ACCORDING to an internal review conducted by the chief constable of Derbyshire, Mick Creedon, the London Metropolitan Police spying activities on the family of Stephen Lawrence, were guilty of nothing more than ‘flouting the rules’ and amassing information on groups that ‘served no purpose in preventing crime’.
What this review specifically denies is that groups supporting the fight by the Lawrence family to obtain justice for their son, murdered by a racist gang in 1993, had been infiltrated by officers of the Metropolitan police Special Demonstration Squad (SDS).
The SDS has gained public awareness recently with the revelation that its agents have for years been going undercover to infiltrate any group or organisation that the state considers a threat, acting as spies and provocateurs.
In 2013 a former SDS policeman, Peter Francis, who had worked undercover in groups supporting the Lawrence family revealed in an interview in the Guardian that he had been pressurised by his bosses to find ways to ‘smear’ and discredit the family.
What is piling up is increasing evidence that smearing families fighting for justice is not confined to the Lawrence case.
It has now emerged that a number of grieving families were targeted by the spies of Britain’s undercover police force.
These families include those of Jean Charles de Menezes, the young Brazilian shot seven times in the head while sitting on a stationary tube train by police who ‘mistook’ him for a terrorist, along with the families of Cherry Groce – shot and paralysed by police in a bungled raid on her home in 1985, and those of Ricky Reel a 20-year-old student found dead in the river Thames after a run in with a group of racists, a death that the police have dismissed as accidental but which his family have been campaigning for them to re-open.

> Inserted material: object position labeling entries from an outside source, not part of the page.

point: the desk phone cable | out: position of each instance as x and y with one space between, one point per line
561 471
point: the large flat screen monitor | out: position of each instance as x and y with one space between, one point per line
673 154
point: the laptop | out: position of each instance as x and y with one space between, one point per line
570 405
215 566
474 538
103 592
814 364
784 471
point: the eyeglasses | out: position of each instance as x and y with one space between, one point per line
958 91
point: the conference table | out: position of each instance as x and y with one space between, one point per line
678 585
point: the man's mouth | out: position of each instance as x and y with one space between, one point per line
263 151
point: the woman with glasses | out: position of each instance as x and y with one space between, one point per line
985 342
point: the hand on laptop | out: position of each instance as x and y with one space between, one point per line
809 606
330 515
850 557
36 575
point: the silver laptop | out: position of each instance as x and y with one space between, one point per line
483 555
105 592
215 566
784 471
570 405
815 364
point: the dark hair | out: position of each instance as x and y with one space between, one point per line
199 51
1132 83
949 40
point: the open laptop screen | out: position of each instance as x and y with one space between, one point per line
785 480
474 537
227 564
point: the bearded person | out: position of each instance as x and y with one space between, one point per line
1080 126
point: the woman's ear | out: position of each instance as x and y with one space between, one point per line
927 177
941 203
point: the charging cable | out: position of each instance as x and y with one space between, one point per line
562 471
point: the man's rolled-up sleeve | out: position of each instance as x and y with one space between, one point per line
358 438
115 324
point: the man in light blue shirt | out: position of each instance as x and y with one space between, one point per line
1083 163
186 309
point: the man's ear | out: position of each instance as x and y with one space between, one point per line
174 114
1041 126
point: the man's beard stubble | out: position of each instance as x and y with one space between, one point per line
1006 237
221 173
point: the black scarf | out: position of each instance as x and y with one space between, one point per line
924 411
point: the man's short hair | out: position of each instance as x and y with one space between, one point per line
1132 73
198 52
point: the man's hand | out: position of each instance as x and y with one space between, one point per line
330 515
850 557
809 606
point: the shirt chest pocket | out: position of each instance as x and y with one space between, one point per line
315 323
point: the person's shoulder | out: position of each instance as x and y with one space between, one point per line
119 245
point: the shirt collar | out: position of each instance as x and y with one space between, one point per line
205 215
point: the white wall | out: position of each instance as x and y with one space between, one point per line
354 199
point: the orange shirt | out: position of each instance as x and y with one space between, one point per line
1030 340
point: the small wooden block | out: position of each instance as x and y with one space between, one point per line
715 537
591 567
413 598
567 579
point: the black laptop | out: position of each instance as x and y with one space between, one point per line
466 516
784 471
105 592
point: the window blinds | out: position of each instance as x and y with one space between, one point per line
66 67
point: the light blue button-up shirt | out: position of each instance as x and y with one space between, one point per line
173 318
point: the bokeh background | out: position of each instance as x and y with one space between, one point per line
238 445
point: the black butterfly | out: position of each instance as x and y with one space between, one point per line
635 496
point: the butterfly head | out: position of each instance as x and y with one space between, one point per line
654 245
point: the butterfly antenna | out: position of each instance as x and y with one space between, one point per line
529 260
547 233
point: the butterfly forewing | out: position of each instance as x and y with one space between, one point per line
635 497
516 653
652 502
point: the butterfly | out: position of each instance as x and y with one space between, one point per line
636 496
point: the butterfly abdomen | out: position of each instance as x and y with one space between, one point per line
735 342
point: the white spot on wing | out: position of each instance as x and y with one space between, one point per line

According to a Channel 4 News report, 12 families in all have been contacted by the police to say they appear in reports and notes and to discuss with them the ‘inappropriate surveillance’ they were subjected to.
All this talk that the police were only guilty of inappropriate behaviour and amassing and keeping information on groups and families fighting for justice begs the question what exactly were these undercover spies doing in the first place if not to smear and discredit them.
By challenging the police and the courts these families became ‘enemies of the state’ and fair game for all the smears and dirty tricks aimed at protecting the police.
If this is the treatment dished out to them it does not take a great leap of imagination to see what the capitalist state has in store for its real enemy, the working class and its trade unions.
Earlier this month, in just three days, the Tory-led coalition in alliance with the Labour Party rushed through the House of Commons and Lords the Data Retention and Investigatory Powers Bill, an emergency law that permits them to carry on spying on every telephone and internet communication made by everyone in the UK.
At the same time that the Tories are boasting that they will make strikes illegal, bankrupt British capitalism is gearing the state up at all levels to meet the threat posed by millions of workers who will not accept that they must pay the price of the economic crisis of capitalism.
All these revelations about police spies, along with the laws giving free rein to the spooks carrying out mass surveillance on every person in the country and the stated intention to make strikes illegal, show the true nature of the capitalist state.
As the acute crisis of capitalism intensifies the class struggle, the facade of a ‘democratic’ state is being ripped away, as the capitalist class prepares for all-out war to impose the entire burden of the crisis on the backs of workers.
The answer to this threat is to build up the revolutionary leadership of the working class through leading the campaign for the TUC trade unions to call a general strike to bring down the government and go forward to a workers government and socialism via the smashing up of the entire capitalist state apparatus!